Complete Examples
Example 1: Data Migration Pipeline
This example shows a complete data migration from a legacy database to MongoDB, with validation and error handling.
Scenario
Migrate customer data from a legacy SQL database to MongoDB, transforming the data structure and validating data quality.
Requirements
- Extract customers from legacy database
- Transform to new schema
- Validate email addresses and phone numbers
- Handle invalid records separately
- Load valid records to MongoDB
- Generate migration report
ETL Chainset: “CustomerMigration”
Chain: “MigrateCustomers”
1. JDBC Reader
Connection: legacy_db
Query: SELECT * FROM customers WHERE migrated = 0
2. Transform to New Schema
- Map old field names to new field names
- Combine firstName + lastName → fullName
- Parse address into structured format
- Convert date formats
3. Validate Email
- Check email format with regex
- Filter invalid → Chain Call "LogInvalidRecord"
4. Validate Phone
- Check phone format
- Standardize format
- Filter invalid → Chain Call "LogInvalidRecord"
5. Validate Required Fields
- Check all required fields present
- Filter invalid → Chain Call "LogInvalidRecord"
6. Enrich Data
- Add migration timestamp
- Add source system identifier
- Generate new customer ID
7. MongoDB Writer
Pool: your-pool-name
Collection: customers
8. Update Legacy Database
- Mark records as migrated
- JDBC Writer: UPDATE customers SET migrated = 1
9. Count and Log
- Count successful migrations
- Chain Call "UpdateMigrationReport"
Chain: “LogInvalidRecord”
1. Add Error Information
- structure.AddFields: { "errorType": ..., "errorMessage": ..., "errorTimestamp": ... }
2. MongoDB Writer
Pool: your-pool-name
Collection: migration_errors
3. Return (allows main chain to continue)
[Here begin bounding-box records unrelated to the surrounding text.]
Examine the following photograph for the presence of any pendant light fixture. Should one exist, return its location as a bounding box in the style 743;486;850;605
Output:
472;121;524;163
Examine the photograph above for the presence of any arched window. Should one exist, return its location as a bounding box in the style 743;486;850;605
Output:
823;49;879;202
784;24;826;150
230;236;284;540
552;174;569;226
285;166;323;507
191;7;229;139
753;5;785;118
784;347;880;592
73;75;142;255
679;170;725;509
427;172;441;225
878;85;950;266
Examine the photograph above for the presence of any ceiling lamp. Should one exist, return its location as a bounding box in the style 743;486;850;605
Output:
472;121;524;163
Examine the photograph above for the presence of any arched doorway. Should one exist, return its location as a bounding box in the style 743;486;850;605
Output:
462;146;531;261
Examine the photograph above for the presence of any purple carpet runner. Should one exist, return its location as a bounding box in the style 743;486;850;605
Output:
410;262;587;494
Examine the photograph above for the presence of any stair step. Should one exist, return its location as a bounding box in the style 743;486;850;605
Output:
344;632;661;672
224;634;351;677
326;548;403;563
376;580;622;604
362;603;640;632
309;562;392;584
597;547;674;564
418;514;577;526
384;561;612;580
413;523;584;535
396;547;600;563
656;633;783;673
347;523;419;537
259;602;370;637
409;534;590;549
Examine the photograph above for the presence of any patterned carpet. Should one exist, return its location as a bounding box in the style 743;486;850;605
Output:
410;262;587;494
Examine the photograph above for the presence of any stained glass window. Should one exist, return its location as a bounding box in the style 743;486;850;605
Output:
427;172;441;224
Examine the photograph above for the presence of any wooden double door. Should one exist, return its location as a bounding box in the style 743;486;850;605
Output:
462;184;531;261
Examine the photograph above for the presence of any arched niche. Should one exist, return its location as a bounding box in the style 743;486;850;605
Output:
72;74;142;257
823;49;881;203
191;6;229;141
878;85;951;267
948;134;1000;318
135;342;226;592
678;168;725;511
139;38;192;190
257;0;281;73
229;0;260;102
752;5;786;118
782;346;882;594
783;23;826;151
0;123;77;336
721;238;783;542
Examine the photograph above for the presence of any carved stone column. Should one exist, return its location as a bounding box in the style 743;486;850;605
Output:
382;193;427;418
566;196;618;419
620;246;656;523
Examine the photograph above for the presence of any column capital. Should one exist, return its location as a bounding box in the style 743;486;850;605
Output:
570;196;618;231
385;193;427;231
Chain: “UpdateMigrationReport”
1. date.Today
Output Field: today
2. mongodb.AggregationDefinition
Pool: your-pool-name
Collection: migration_report
Aggregation: [{"$match": {"migrationDate": "${today}"}}]
3. string.Substitute
Field: aggregation
4. mongodb.Reader
5. Update Counters
- Increment successful count
- Update last processed timestamp
6. MongoDB Writer
Collection: migration_report
Running the Migration
- Create test input with sample legacy data
- Run “MigrateCustomers” chain in ETL Designer
- Verify results in MongoDB
- Check migration_errors collection for issues
- Review migration_report for statistics
- Schedule for full migration when ready
Expected Results
Valid Record:
{
"customerId": "CUST-2026-001",
"fullName": "Jane Doe",
"email": "jane.doe@example.com",
"phone": "+1-555-0123",
"address": {
"street": "123 Main St",
"city": "New York",
"state": "NY",
"zip": "10001"
},
"migrationTimestamp": "2026-03-03T14:30:00Z",
"sourceSystem": "legacy_crm"
}
Invalid Record (in errors collection):
{
"originalData": { ... },
"errorType": "invalid_email",
"errorMessage": "Email format invalid: jane.doe@",
"errorTimestamp": "2026-03-03T14:30:00Z"
}
Example 2: Scheduled Report Generation
This example shows automated daily report generation with email distribution.
Scenario
Generate a daily sales report every morning at 8 AM, showing sales by region and product category, and email it to the management team.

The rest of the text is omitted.